Play-offy IEM Dallas zainaugurowali zawodnicy G2 oraz FURII. Kibice Samurajów mieli ogromne nadzieje na przełamanie swojego zespołu, który w ostatnim czasie prezentował się nie najlepiej i nie dawał swoim sympatykom zbyt wielu powodów do radości. Chociaż ekipa NiKo w meczu z Brazylijczykami weszła dobrze, bo po zaciętym boju na Inferno wyszła na prowadzenie, to już dwie kolejne gry padły łupem drużyny KSCERATO i to właśnie ona zmierzy się z ENCE w półfinale turnieju.
G2 1:2 FURIA
Sporo emocji dostarczył nam również drugi ćwierćfinałowych pojedynek pomiędzy Cloud9 a FaZe.
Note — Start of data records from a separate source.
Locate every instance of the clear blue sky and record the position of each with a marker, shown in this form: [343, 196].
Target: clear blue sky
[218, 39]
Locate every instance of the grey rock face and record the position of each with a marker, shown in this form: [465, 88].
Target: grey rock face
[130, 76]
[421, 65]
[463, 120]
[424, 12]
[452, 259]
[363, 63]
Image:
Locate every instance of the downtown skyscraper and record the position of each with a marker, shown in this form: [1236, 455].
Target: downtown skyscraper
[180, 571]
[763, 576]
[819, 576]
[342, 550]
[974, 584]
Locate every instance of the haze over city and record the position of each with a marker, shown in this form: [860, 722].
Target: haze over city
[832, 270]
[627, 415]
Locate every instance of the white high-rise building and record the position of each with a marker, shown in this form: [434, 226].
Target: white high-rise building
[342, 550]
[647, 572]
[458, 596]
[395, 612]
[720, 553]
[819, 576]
Mimo że faworyt w starciu tym mógł być tylko jeden, to Rosjanie od samego początku narzucili swoim przeciwnikom trudne warunki. Po pierwszej mapie nic nie zapowiadało jednak niespodzianki – to właśnie Mistrzowie Świata domknęli Overpassa wynikiem 16 do 14 i byli o krok od awansu do półfinału IEM Dallas. I tym razem zbytnia pewność siebie zgubiła jednak faworytów – Chmurki zdołały dokonać comebacku i wygrać dwie kolejne mapy, a co za tym idzie wyrzuciły ekipę karrigana za burtę Intel Extreme Masters.